Here are a dozen or so forms of communication, arranged on two axes.
On the horizontal, they rank from asynchronous (meaning the creator and the responder are separated in time–like a letter) and synchronous (meaning the creator and the responder are in real time proximity to each other–like a phone call).
Up and down, I've charted the quality of the medium. Quality in terms of density of information exchanged. The 140 characters in Twitter is about as low density as you can get other than a stop light. A movie, on the other hand, is loud and bright and two hours long and there's audience reaction and it is edited and designed to evoke a response.
To be clear, then: movies take a long time to make, but they're high impact. Twitter takes a second to do, but there's not a lot of info there. One on one coaching is high enough bandwidth that it can change your life and make you cry, in real time, and the Mona Lisa, while less bits per second than a TV show, has enough emotional bandwidth to matter, even if it's 400 years old.

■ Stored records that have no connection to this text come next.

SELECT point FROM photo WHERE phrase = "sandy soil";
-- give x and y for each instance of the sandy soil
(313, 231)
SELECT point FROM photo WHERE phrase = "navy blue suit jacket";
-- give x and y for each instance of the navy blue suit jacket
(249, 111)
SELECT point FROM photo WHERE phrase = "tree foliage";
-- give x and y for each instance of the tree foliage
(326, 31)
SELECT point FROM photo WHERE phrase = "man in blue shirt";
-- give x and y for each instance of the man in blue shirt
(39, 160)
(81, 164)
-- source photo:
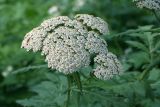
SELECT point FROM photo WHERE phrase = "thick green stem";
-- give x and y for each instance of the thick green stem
(68, 90)
(146, 71)
(79, 85)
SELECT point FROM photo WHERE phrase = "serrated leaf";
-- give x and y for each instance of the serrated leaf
(137, 45)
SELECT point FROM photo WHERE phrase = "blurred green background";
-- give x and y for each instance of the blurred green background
(17, 17)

So, what can you learn here?
- There's a huge correlation between how much interaction there is and how powerful a medium is (at least among successful media). Telephones changed the world because the interaction is so real. As you get more interactive, though, you exchange less dense media. You can't have a real time conversation online that carries the digital impact of a movie or some other high bandwidth entertainment.
- The bottom left corner is the scrap heap. It's hard to place a commercial value on this part of the grid and there's not a lot of commercially interesting work being done here. People just aren't interested in low bandwidth, non-interactive media. Graffiti, for example, rarely draws a paying crowd.
- The top right of the corner is where huge value and difficult sales lie. Not everyone can pay for the scarce resources needed to deliver an in-person seminar or one on one coaching, but those that need and can afford it, love it.